In taking the pervasive appeal to revealing as its topic, and through drawing inspiration from a range of disciplines, this book should appeal to a variety of audiences, including those interested in secrecy, conspiracy, expertise, celebrity, science and technology.
Brian Rappert is Professor of Science, Technology and Public Affairs at the University of Exeter. His long-term interest relates to the strategic management of information, particularly in armed conflict. His books include Controlling the Weapons of War: Politics, Persuasion, and the Prohibition of Inhumanity (2006) and Biotechnology, Security and the Search for Limits (2007).

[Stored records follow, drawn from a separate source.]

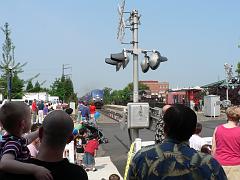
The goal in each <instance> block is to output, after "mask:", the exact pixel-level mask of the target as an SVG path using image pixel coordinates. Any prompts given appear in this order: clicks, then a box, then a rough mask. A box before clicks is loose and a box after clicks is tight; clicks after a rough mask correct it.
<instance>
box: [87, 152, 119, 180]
mask: <svg viewBox="0 0 240 180" xmlns="http://www.w3.org/2000/svg"><path fill="white" fill-rule="evenodd" d="M95 162H96V165H95V167H96V169H97V171H94V172H93V171H89V172H87V174H88V179H89V180H108V179H109V176H110V175H111V174H117V175H119V176H120V179H121V180H123V178H122V176H121V175H120V173H119V172H118V170H117V168H116V167H115V165H114V164H113V163H112V161H111V159H110V156H106V157H96V158H95Z"/></svg>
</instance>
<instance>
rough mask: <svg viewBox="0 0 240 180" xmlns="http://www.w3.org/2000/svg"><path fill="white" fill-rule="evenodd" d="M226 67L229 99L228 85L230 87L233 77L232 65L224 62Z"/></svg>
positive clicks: (224, 68) (225, 67) (227, 87)
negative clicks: (232, 72) (230, 84)
mask: <svg viewBox="0 0 240 180" xmlns="http://www.w3.org/2000/svg"><path fill="white" fill-rule="evenodd" d="M224 69H225V73H226V84H227V88H226V100H227V101H228V87H229V81H230V80H231V79H232V76H233V75H232V74H233V73H232V65H230V64H228V63H225V64H224Z"/></svg>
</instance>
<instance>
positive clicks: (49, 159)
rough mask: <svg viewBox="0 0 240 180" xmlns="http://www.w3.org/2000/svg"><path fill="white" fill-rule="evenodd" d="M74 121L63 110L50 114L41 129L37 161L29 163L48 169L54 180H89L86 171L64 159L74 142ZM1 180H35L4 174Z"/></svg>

More recently, he has examined the social, ethical and political issues associated with researching and writing about secrets, as in his books Experimental Secrets (2009), How to Look Good in a War (2012) and Diseases of Secrecy (with Chandre Gould 2017). A recent line of his work has examined the relation between disclosure and concealment through undertaking an autoethnographic study of becoming an entertainment magician – see Performing Deception (2022).